A parte menos impressionável deste programa é a que nos devia assustar mais. Exatamente pela sua limpeza tecnológica. Segundo a revista israelita “+972” (a IDF nega), Israel terá marcado milhares de habitantes como suspeitos, socorrendo-se de Inteligência Artificial, que tem um algoritmo que cruzou vários critérios para as selecionar. E, para que os ataques fossem mais rápidos do que um humano conseguiria, também a usou para a localização destas pessoas, escolhendo o momento em que estavam em casa (mais fácil) para o ataque – com os “danos colaterais” que se imagina. Este segundo programa chama-se "Onde está o papá?" Não é novidade a industrialização da morte, quando é preciso responder à necessidade de rápida produtividade, usando tecnologia avançada e organização metódica. É bastante admirada por quem tem pouca memória.
NO BANCO DOS RÉUS
Todos estes soldados têm comandantes que, se houver justiça, terão de ser punidos. No topo do comando está Benjamin Netanyahu, primeiro responsável pela morte de 40 mil pessoas em Gaza (nem dos reféns quis saber) e veremos por quantas mais no Líbano e na Síria. Como não partilho dos seus valores, não quero que façam com ele o que fez com Haniyeh ou Nasrallah. Desejo vê-lo no banco dos réus. Se isso não acontecer, assumamos o que diz Susan Abulhawa: “conceitos como diretos humanos e direto internacional são para pessoas brancas e ocidentais”.
Esta é a parte da lei. Mas os cúmplices políticos são os que podiam travar os crimes e não o fizeram. São os EUA, a Alemanha, a França ou o Reino Unido que, durante a carnificina, dão armas, informação e apoio militar e operacional ao criminoso, ao mesmo tempo que lançam sonsos apelos de cessar-fogo.
O título deste artigo é inspirado no livro de Primo Levi, “Se isto é um Homem”, que relata a sua terrível experiência em Auschwitz. Não procuro paralelos.

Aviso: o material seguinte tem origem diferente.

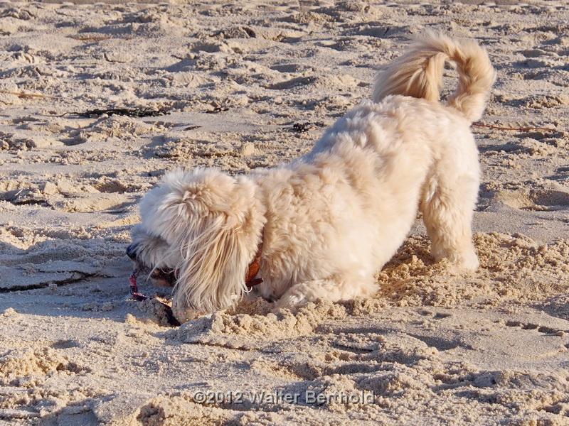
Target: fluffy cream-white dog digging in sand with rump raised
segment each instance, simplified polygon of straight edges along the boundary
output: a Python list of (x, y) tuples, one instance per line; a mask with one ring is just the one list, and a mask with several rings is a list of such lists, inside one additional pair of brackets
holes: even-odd
[[(446, 60), (459, 86), (443, 105)], [(434, 258), (474, 271), (479, 164), (469, 126), (493, 82), (474, 41), (425, 35), (380, 73), (373, 102), (293, 163), (235, 177), (215, 168), (168, 173), (142, 200), (127, 253), (169, 278), (181, 321), (234, 305), (255, 275), (277, 308), (372, 295), (374, 273), (418, 209)]]

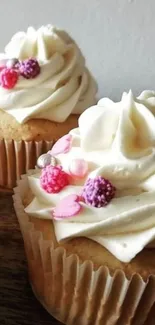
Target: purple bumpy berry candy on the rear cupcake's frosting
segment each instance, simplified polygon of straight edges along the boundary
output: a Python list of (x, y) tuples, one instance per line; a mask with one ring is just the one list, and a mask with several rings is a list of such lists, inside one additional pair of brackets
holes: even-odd
[(26, 79), (33, 79), (40, 73), (40, 66), (36, 59), (27, 59), (16, 64), (21, 76)]

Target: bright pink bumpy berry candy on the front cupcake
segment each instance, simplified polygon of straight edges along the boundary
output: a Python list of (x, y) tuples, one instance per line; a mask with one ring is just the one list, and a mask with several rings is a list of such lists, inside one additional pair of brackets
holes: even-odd
[(69, 184), (68, 174), (62, 166), (48, 165), (41, 171), (40, 184), (47, 193), (58, 193)]

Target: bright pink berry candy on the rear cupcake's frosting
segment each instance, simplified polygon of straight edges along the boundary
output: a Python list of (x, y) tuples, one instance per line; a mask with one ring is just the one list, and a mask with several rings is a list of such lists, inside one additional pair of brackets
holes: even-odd
[(0, 71), (0, 85), (3, 88), (11, 89), (18, 81), (18, 72), (14, 69), (4, 68)]

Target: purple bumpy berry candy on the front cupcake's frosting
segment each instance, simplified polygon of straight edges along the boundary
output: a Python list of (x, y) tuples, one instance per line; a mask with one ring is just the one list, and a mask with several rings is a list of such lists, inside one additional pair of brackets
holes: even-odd
[(89, 178), (86, 181), (82, 191), (82, 197), (86, 204), (101, 208), (113, 199), (115, 191), (115, 187), (109, 180), (97, 176), (94, 179)]

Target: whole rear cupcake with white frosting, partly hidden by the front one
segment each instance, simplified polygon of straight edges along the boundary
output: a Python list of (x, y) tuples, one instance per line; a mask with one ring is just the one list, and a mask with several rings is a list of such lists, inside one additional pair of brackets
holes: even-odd
[(13, 188), (40, 154), (77, 127), (96, 91), (67, 33), (47, 25), (15, 34), (0, 55), (0, 186)]

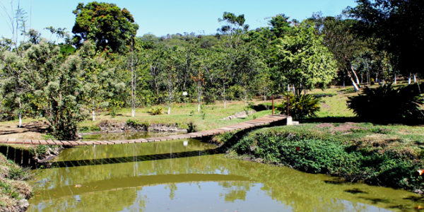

Mas, se decidirmos isolar a experiência da desumanização do outro a um único momento da história, dificilmente aprenderemos alguma coisa com ela com ela.
“Poderíamos simplesmente matar-vos a todos, ninguém nos impedirá”, disse o soldado carregado de razão. Na reportagem, uma palestiniana grita, em desespero, para o cameraman: “Estás a filmar para quem? Ninguém se importa connosco!” Os palestinianos sabem isso. E ninguém pode dizer que não sabe. Está tudo espalhado nas redes.»